Los izinduna parecieron acobardarse ante sus palabras, pero no respondieron. El jefe solo dijo:
—Al rey le gustaría saber si el nkosi, tu servidor, te ha traído noticias de los amaboona, los blancos en cuya compañía ha viajado.
—Trae noticias de que buscan la paz con los zulúes, y que no les atacarán si no son atacados. ¿Puedo decirles que los zulúes también buscan la paz?
—El rey no nos ha dado ningún mensaje sobre ese asunto, Inkosazana —replicó el induna—. Aguarda la llegada de los profetas del pueblo fantasma para interpretar el significado de tus palabras y de la profecía de la estrella.
—Así sea —dijo ella—. Cuando regrese mi servidora Noie, permitidle llegar a mí cuanto antes, para que pueda oír y considerar las palabras de su pueblo —Rachel comenzó a levantarse de su asiento para dar por concluida la audiencia cuando el induna añadió apresuradamente:
—Inkosazana, solamente una pregunta del rey: ¿Cuándo volverás a Zululandia?
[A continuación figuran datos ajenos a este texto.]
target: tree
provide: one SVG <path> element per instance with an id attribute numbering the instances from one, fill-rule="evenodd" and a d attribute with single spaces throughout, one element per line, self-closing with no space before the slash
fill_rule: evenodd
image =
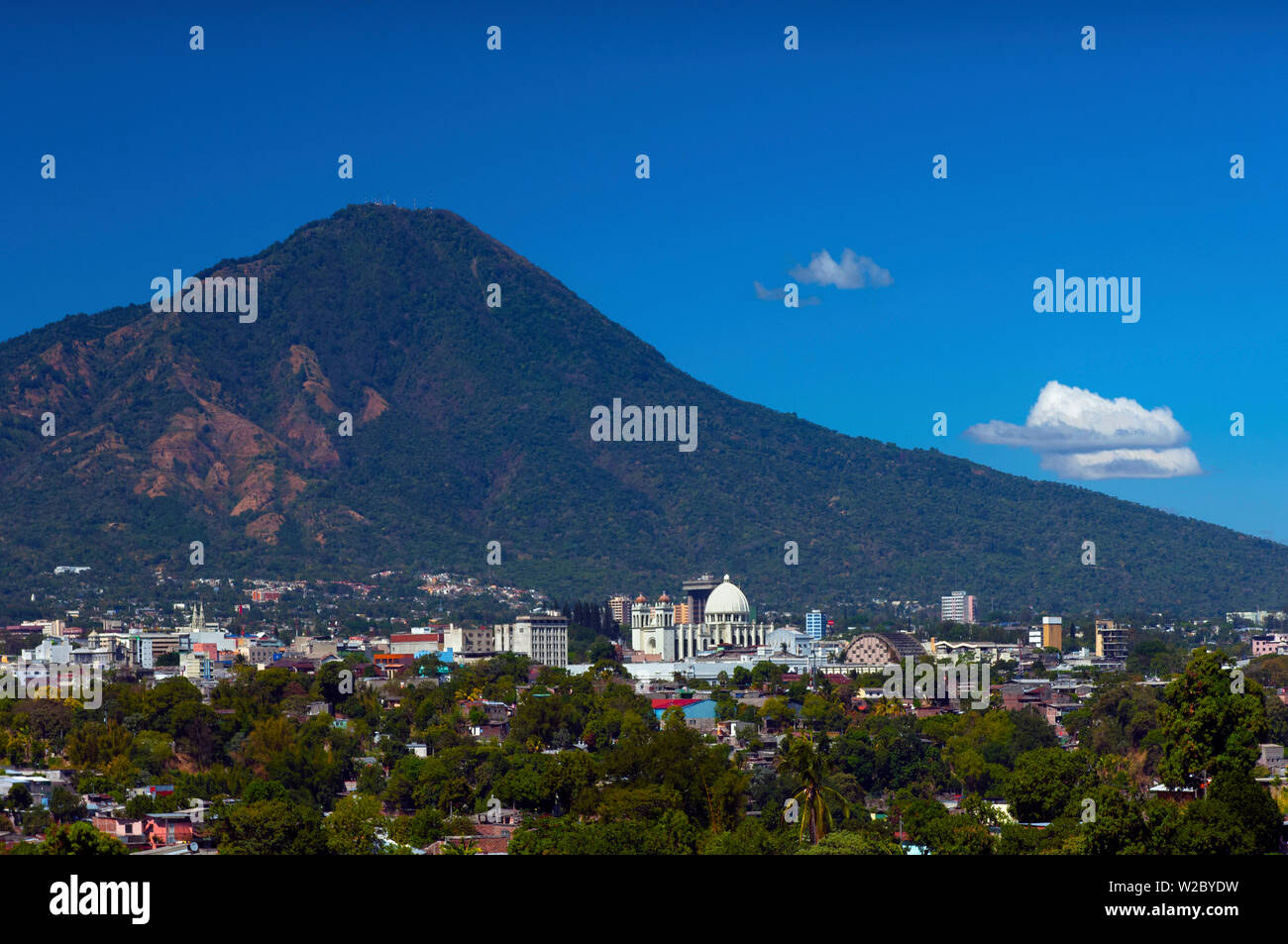
<path id="1" fill-rule="evenodd" d="M 126 855 L 125 844 L 95 829 L 89 823 L 54 826 L 45 841 L 36 844 L 36 855 Z"/>
<path id="2" fill-rule="evenodd" d="M 1233 676 L 1224 663 L 1220 652 L 1195 652 L 1163 692 L 1158 719 L 1166 747 L 1158 769 L 1170 787 L 1194 786 L 1236 732 L 1253 739 L 1266 733 L 1261 685 Z"/>
<path id="3" fill-rule="evenodd" d="M 833 832 L 815 845 L 800 849 L 797 855 L 903 855 L 894 840 L 872 832 Z"/>
<path id="4" fill-rule="evenodd" d="M 49 815 L 54 822 L 68 823 L 85 815 L 85 804 L 66 787 L 54 787 L 49 795 Z"/>
<path id="5" fill-rule="evenodd" d="M 380 851 L 379 833 L 389 820 L 374 796 L 344 797 L 326 818 L 327 847 L 336 855 L 374 855 Z"/>
<path id="6" fill-rule="evenodd" d="M 841 801 L 846 818 L 850 815 L 850 805 L 827 786 L 827 759 L 809 741 L 793 738 L 782 766 L 801 783 L 795 795 L 800 810 L 800 835 L 808 835 L 810 845 L 814 845 L 832 828 L 832 811 L 827 806 L 826 795 L 831 793 Z"/>
<path id="7" fill-rule="evenodd" d="M 234 806 L 216 822 L 220 855 L 316 855 L 328 851 L 322 814 L 289 800 Z"/>

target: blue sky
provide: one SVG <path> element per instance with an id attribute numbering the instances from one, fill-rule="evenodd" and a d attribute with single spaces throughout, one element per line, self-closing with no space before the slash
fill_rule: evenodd
<path id="1" fill-rule="evenodd" d="M 1024 424 L 1052 380 L 1167 407 L 1203 474 L 1077 484 L 1288 541 L 1283 5 L 459 6 L 10 10 L 0 336 L 416 200 L 699 380 L 844 433 L 1055 479 L 963 430 Z M 845 249 L 893 285 L 757 299 Z M 1036 313 L 1057 268 L 1139 277 L 1140 321 Z"/>

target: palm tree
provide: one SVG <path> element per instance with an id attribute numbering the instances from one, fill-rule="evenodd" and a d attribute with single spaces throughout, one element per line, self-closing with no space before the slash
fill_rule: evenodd
<path id="1" fill-rule="evenodd" d="M 809 827 L 810 845 L 817 845 L 827 836 L 832 828 L 832 811 L 827 807 L 826 793 L 835 795 L 842 804 L 845 818 L 850 818 L 850 805 L 832 787 L 827 786 L 827 759 L 814 750 L 814 744 L 805 739 L 793 739 L 787 748 L 784 757 L 787 769 L 800 778 L 801 788 L 796 792 L 795 800 L 801 807 L 800 836 L 804 838 L 805 828 Z"/>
—Regresaré cuando sea necesario. No temáis, creo que volveré, pero os prevengo a todos vosotros y al rey: Cuidad que no haya sangre entre vosotros y la Inkosazana cuando regrese o los Cielos os enviarán grandes calamidades. He hablado. Buena suerte hasta que volvamos a encontrarnos.
Los izinduna se miraron unos a otros, se levantaron y se marcharon con la misma humildad con la que habían entrado.
Una hora más tarde, rodeada por el impi y seguida por Richard, Rachel se encontraba en la carretera que conducía al río Tugela. Tiró de las riendas al llegar a la cresta de una colina volvió la vista hacia el gran kraal, Umgugundhlovu. Entonces llamó a su lado a Richard y le dijo:
—Sospecho que no tardaré en volver a ver este odioso lugar.
—¿Por qué? —le preguntó él.
—Por la forma en que los izinduna se miraban entre sí. Había un secreto siniestro en sus ojos. Richard, tengo miedo.